In contrast to chrysotile, however, balangeroite has more metal ions than silicon ions and might be in some cases seen as complex iron oxide containing some type of silicate structure in its framework. The surrounding fluid takes in a large number of the cations which are octahedrally coordinated, which unlike amphiboles, may be easily removed. As a consequence, the Mg and Fe are released forcing the silicate structure to become loosely bound and therefore pass into solution. Further tests have been conducted on Balangeroite's ecopersistence and it showed fairly low eco-persistence at neutral pH. Further studies were conducted by imitating weathering in an experiment to predict if weathered fibers retain the toxic potential present in freshly extracted fibers. The tests proved that balangeroite showed the removal of Mg and Si, which shows continuous structural severance that extends far beyond the surface.

==Physical properties==
Balangeroite can develop as loose fibers or be compact when in large volumes, which can be prismatic. Antigorite flakes are included in relict prismatic balangeroite, while transmission electron microscopy observation shows that fibrous balangeroite is partially replaced by chrysotile. The fibers run for a couple of centimeters in [001].

==Geologic occurrences==
The piemonte zone, remnant of the Piemontese Ocean from the Late Jurassic, is home to the majority of the serpentines of the Western Alps. The Balangero mine is located in the Lanzo Ultramafic Massif which is in the inner part of the piemonte zone. The Lanzu Ultramafic Massif is believed to have been involved in the subduction processes that were affiliated with the closure of the Piemontese Ocean in the Late Jurassic. The earliest generation of metamorphic veins and in particular type 1 Vein that constitute relict prismatic balangeroite (often includes antigorite flakes) were formed during prograde high pressure metamorphism. Fibrous balangeroite is limited to the serpentine-infested rim of the northern Lanzo Ultramafic Massif, with its abundance in the inactive Balangero asbestos mine, where it was discovered.

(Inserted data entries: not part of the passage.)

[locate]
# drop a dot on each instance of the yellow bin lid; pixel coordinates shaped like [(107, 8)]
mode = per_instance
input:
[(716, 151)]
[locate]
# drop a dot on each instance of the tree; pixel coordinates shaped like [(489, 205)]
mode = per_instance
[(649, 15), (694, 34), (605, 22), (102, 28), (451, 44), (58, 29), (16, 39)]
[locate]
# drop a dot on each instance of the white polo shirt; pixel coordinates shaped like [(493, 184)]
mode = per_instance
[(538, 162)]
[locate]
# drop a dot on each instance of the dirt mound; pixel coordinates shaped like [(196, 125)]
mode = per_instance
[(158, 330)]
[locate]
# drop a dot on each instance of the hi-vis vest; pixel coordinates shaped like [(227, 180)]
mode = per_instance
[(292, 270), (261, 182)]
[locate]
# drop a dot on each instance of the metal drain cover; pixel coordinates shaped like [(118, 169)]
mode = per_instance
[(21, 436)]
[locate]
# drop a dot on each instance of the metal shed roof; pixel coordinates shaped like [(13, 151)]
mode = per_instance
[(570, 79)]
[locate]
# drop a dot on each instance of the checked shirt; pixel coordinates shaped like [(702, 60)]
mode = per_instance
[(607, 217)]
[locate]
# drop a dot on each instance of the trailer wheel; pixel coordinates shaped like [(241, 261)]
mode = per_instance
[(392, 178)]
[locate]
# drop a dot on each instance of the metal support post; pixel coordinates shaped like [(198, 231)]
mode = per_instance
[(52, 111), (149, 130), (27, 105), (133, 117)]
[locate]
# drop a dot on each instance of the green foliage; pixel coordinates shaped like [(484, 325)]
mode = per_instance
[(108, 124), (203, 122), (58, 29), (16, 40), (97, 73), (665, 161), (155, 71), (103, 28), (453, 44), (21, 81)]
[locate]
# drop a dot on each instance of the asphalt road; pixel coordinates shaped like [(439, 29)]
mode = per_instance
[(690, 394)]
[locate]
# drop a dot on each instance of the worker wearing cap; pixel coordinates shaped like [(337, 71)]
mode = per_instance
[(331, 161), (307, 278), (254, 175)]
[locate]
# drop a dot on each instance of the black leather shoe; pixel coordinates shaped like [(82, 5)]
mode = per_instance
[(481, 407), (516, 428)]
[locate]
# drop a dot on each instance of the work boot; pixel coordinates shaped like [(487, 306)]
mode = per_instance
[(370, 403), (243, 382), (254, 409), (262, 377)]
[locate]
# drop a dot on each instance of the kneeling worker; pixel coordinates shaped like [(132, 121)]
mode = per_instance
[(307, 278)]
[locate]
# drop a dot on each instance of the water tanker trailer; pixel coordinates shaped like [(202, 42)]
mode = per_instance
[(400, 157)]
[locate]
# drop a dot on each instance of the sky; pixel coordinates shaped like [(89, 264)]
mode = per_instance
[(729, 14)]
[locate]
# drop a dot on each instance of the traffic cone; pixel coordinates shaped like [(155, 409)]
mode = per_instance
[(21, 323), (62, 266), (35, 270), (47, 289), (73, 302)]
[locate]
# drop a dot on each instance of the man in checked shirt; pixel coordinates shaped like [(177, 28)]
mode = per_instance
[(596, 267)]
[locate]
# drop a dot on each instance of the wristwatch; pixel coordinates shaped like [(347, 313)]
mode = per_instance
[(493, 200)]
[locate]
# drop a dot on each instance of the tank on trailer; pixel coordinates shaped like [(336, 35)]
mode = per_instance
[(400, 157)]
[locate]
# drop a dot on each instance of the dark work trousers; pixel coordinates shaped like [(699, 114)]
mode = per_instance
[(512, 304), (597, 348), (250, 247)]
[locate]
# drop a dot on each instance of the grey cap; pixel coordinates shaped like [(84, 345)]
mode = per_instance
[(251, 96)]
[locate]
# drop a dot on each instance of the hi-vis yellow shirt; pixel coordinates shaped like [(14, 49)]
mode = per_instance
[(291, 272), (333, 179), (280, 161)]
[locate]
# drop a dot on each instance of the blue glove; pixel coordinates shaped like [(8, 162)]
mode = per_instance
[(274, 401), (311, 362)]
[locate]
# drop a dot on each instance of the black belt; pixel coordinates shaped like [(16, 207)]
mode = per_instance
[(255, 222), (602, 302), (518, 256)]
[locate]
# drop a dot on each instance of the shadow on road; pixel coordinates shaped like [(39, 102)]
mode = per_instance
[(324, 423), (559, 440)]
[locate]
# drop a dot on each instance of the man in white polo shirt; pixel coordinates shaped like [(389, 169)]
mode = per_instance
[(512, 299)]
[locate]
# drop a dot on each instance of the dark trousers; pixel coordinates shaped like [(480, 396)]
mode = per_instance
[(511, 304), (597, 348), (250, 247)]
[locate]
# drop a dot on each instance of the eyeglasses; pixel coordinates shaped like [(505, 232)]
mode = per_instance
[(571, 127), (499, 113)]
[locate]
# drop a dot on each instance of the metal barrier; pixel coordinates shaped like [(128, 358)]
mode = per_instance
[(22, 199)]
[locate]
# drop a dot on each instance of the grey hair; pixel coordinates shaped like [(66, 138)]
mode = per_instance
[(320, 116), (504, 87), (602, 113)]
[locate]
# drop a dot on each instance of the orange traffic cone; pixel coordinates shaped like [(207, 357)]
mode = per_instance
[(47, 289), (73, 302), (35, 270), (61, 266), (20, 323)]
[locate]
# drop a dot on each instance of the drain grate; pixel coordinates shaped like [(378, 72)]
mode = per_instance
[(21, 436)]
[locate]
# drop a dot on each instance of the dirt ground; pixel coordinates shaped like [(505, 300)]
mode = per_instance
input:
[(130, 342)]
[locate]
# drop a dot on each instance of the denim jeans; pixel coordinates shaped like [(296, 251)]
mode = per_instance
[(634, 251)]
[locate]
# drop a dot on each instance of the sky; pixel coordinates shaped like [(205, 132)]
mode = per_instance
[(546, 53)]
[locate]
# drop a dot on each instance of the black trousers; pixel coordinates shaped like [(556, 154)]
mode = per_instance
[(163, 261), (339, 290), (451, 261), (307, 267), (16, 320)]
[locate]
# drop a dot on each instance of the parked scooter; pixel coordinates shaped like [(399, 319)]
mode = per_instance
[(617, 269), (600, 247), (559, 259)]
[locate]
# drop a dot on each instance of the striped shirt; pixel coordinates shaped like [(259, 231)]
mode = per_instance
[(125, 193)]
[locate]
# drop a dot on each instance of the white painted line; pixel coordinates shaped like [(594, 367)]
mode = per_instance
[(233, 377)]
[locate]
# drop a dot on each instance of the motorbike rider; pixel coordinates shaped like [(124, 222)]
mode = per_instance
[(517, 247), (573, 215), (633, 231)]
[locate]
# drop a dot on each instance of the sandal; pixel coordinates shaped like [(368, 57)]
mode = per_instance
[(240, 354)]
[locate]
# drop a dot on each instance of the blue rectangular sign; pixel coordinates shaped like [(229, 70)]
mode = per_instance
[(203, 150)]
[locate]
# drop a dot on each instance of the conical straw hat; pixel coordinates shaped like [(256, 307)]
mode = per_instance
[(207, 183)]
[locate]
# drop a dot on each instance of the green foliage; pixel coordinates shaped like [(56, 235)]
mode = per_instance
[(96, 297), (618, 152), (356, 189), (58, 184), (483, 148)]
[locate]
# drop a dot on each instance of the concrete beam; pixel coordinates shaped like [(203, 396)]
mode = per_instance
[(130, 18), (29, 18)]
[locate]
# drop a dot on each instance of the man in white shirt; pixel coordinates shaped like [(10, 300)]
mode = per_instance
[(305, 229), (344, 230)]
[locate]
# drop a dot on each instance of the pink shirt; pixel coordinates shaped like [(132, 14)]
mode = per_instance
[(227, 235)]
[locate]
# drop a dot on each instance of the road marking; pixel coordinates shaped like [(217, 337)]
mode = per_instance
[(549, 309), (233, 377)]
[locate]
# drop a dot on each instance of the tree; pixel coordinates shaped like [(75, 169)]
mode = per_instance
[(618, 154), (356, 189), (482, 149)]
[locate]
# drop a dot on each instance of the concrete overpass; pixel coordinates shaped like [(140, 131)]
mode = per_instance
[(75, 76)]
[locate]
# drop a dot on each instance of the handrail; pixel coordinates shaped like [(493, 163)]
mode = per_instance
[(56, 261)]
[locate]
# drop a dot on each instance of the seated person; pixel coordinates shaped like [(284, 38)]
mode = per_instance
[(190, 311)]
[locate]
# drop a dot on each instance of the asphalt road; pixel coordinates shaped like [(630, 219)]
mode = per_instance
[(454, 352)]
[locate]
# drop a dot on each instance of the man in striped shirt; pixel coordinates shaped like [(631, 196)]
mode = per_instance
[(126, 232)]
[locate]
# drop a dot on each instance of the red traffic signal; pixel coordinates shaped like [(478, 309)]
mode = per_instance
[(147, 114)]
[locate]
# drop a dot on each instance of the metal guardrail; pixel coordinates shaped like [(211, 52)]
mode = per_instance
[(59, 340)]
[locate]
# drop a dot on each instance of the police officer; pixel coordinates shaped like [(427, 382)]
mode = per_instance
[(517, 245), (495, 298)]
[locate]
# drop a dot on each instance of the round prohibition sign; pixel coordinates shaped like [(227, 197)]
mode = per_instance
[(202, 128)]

Balangeroite was named after the location in which it was discovered. Mine workers at the Balangero mine had first discovered it and named it, based on its overall color and fibrous nature of other minerals present in the mine, xylotile or metaxite. This new mineral, balangeroite, was tested and found to be completely different from xylotile and metaxite in composition as well as optical properties. Balangeroite was already discovered and a somewhat pure specimen was in the Turin University Mineralogy institute's museum since 1925, inventory no. 14873, labeled as "fibrous serpentine (asbestos)- San Vittore, Balangero".